Ojalá pudiera recibir inspiración para sugerirles a ustedes, líderes, medios poderosos para llegar a todos los jóvenes de la Iglesia y retenerlos. Me despediré con lo que espero que sea un pensamiento útil, y es este:

Escuchen lo que ellos tienen que decir; abran el corazón y la mente a sus problemas. Nunca les pidan silencio, sino inspírenlos a expresar en alta voz las preguntas más íntimas de sus almas. Al escucharlos, olviden sus propias convicciones; recuérdenlas solamente cuando vayan a responder.

Una mujer ha dicho: “La veloz reorganización social de esta época ha hecho necesaria la flexibilidad, y solo aquellos que están alerta y son enérgicos, los que tienen curiosidad en cuanto a la vida, suficientemente flexibles para asimilar las nuevas formas de pensar y de vivir, pueden ajustarse a circunstancias diferentes y hacer frente al futuro sin temor”41.

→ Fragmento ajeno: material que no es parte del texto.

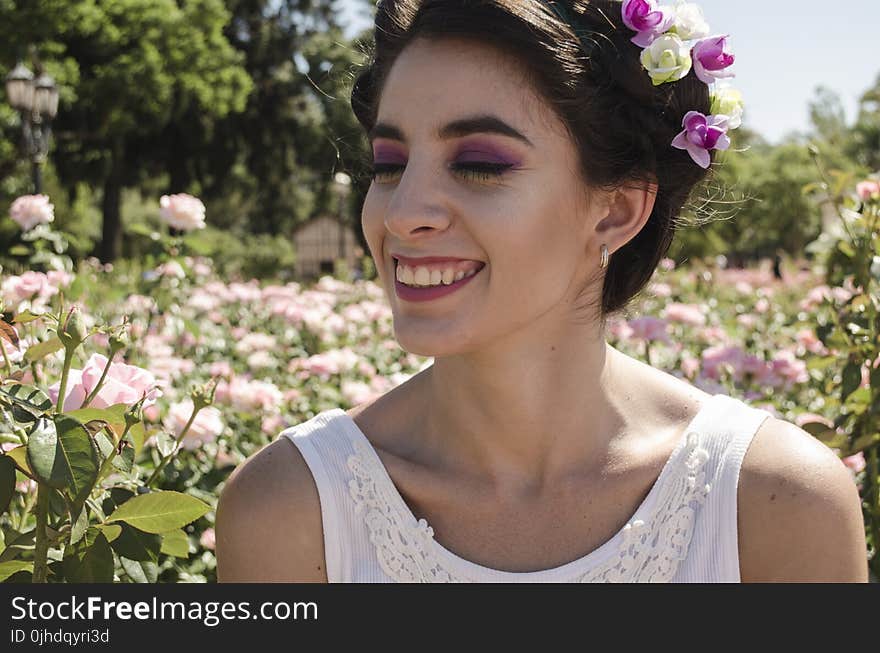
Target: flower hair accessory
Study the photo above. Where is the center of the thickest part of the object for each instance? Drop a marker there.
(674, 40)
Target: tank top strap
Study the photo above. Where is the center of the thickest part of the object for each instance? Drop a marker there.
(325, 447)
(725, 434)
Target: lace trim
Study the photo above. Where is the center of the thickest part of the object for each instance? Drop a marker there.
(650, 550)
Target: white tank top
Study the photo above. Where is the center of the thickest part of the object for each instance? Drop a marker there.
(684, 531)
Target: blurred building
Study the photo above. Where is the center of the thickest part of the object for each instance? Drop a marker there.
(322, 241)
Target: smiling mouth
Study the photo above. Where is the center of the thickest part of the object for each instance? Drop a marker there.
(452, 273)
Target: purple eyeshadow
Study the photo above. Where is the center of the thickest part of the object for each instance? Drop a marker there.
(484, 152)
(387, 154)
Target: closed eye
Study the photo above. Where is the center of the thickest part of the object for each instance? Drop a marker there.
(480, 171)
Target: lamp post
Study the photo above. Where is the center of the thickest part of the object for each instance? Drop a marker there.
(37, 102)
(341, 188)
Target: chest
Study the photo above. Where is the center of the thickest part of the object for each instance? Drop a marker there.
(419, 522)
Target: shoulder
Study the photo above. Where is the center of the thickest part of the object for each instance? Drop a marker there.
(268, 520)
(799, 516)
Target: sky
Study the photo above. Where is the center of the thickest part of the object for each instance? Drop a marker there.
(784, 50)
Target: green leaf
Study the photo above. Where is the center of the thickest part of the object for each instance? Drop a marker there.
(820, 362)
(17, 543)
(63, 456)
(7, 482)
(124, 461)
(165, 442)
(135, 544)
(90, 560)
(27, 316)
(852, 377)
(111, 531)
(13, 567)
(8, 333)
(19, 456)
(43, 349)
(80, 526)
(175, 543)
(26, 398)
(140, 571)
(158, 512)
(113, 416)
(136, 435)
(846, 249)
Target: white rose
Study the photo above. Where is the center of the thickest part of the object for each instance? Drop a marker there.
(690, 22)
(30, 210)
(667, 59)
(727, 101)
(183, 211)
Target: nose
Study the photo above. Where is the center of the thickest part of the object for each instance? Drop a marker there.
(417, 204)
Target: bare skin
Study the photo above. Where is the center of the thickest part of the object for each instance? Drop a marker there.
(530, 441)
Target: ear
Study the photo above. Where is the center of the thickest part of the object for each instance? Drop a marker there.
(628, 209)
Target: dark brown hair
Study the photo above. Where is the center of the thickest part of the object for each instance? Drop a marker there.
(621, 124)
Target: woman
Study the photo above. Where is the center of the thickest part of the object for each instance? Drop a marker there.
(529, 163)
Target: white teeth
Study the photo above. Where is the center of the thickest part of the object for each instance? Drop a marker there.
(423, 277)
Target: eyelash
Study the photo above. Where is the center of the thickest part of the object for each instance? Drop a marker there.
(479, 172)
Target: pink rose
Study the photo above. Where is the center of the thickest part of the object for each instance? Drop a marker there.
(205, 428)
(711, 59)
(685, 313)
(868, 189)
(182, 211)
(30, 285)
(30, 210)
(124, 384)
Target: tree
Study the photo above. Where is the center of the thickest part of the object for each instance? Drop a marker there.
(865, 144)
(129, 69)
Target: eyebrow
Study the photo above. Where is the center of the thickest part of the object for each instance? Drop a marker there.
(485, 124)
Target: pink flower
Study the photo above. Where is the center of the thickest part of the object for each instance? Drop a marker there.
(30, 210)
(711, 59)
(702, 133)
(205, 428)
(685, 313)
(30, 285)
(59, 278)
(124, 384)
(182, 211)
(868, 189)
(649, 328)
(646, 18)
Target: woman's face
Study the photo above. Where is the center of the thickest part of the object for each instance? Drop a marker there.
(471, 165)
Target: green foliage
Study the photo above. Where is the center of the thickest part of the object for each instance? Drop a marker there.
(848, 323)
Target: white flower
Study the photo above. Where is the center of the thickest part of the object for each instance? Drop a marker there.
(667, 59)
(182, 211)
(690, 22)
(30, 210)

Tanto jóvenes como mayores pueden aceptar los arraigados principios del Evangelio, los fundamentos, y así lo hacen y lo harán. Como Iglesia, repito, aceptamos la divinidad de Cristo, la restauración por medio de José Smith y la autoridad de Dios que poseen aquellos que hoy en día han sido comisionados para hablar en Su nombre. Esta es el ancla a la que debemos sujetarnos, y así lo hacemos42. Anclados con seguridad de este modo podemos investigar toda nueva teoría, toda nueva creencia, todo nuevo pensamiento, y aceptar lo que es de valor para nosotros. Como líderes, ¿qué podemos hacer?, pregunto de nuevo; y de nuevo respondo: Escuchar a los jóvenes y aprender de ellos, hablar a los jóvenes y enseñarles. No pierdan ninguna oportunidad de prender con el fuego de sus creencias el detonador que encenderá en ellos la chispa del testimonio, esa fuerza eléctrica que producirá en ellos la energía para trabajar para la Iglesia, calor al abrigo del Evangelio, luz para iluminar su camino hacia el cumplimiento de esa concepción más elevada de inteligencia como la gloria de Dios. Que Dios nos conceda la recompensa de ver que la crisis de la religión de nuestros días se vuelve hacia las grandes y gloriosas posibilidades que están inseparablemente unidas en estos últimos días a nuestra grande y gloriosa Iglesia, ¡la Iglesia de Jesucristo!43.